With Lebanon dogged by rampant corruption, political fragmentation and the influence of Hezbollah, Riyadh has been hesitant to lend financial help, concerned that money could end up in the hands of the Iran-backed Shia group.
Saudi Arabia could be changing tunes, though, after a July 15 meeting between King Salman and three former Lebanese prime ministers in Jeddah.
While no concrete measures were announced, the meeting was viewed as a positive sign that Riyadh is committed to re-engaging with its traditional ally, backing Lebanese Prime Minister Saad Hariri to counter Hezbollah and preserving the country’s delicate political balance.
During the meeting, Lebanon’s former prime ministers voiced concern that Hariri was growing weaker as Saudi Arabia disengages. “We feel that the prime minister is being targeted and weakened,” said Tammam Salam, one of the three former prime ministers who met King Salman, along with Fouad Siniora and Najib Mikati.
Lebanon needs more than Riyadh’s political support to get back on its feet.
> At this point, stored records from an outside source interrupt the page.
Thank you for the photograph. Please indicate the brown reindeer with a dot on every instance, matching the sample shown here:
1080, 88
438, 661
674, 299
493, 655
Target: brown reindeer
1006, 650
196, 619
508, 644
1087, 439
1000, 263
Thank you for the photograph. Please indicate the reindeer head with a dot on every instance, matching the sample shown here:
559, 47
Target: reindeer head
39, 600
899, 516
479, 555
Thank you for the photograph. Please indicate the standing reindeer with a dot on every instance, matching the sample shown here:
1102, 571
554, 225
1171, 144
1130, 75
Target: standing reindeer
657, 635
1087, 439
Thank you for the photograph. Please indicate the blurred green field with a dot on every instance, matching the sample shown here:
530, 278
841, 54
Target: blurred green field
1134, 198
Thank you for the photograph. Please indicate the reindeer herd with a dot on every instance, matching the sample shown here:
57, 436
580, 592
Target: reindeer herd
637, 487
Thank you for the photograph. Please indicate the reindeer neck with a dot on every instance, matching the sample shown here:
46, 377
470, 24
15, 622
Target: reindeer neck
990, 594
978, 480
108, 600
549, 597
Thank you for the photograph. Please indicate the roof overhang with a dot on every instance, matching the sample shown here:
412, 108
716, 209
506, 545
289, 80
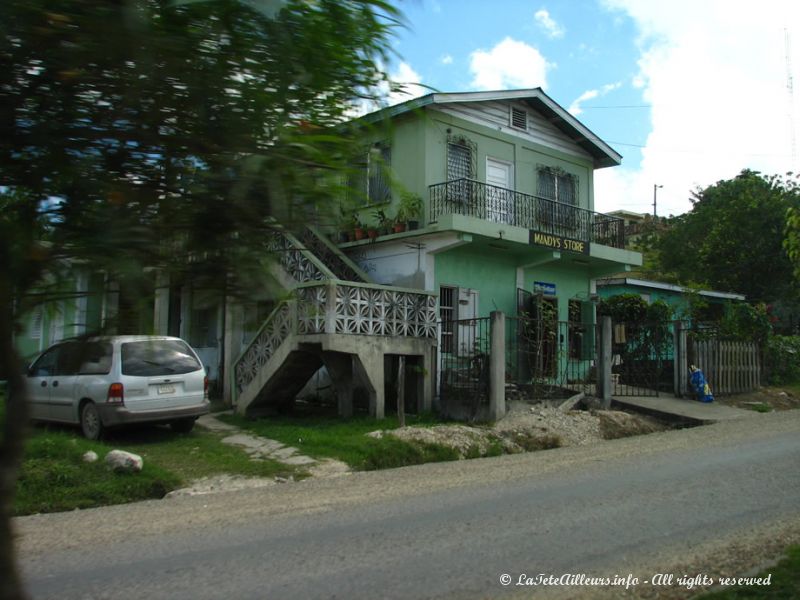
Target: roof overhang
658, 285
For the country to confront Iranian influence, a more active Saudi-led role is needed in the security, economic and military fields. There is also a need for broader, more cohesive cooperation with Lebanon to restore its balance of power.
Lebanon needs to take the initiative to return Saudi Arabia into its fold, not simply wait for the country’s financial assistance.
Indeed, Lebanon is a prime example of why Saudi Arabia must remain cautious as it works against Iran’s agenda. Exerting pressure can take different forms but should not in any way alienate the countries Riyadh is cooperating with.
Saudi Arabia has achieved some of its objectives but the path remains quite long and difficult, requiring renewed cooperation and solidarity between the Arab countries that hope to see the Middle East regain stability and peace.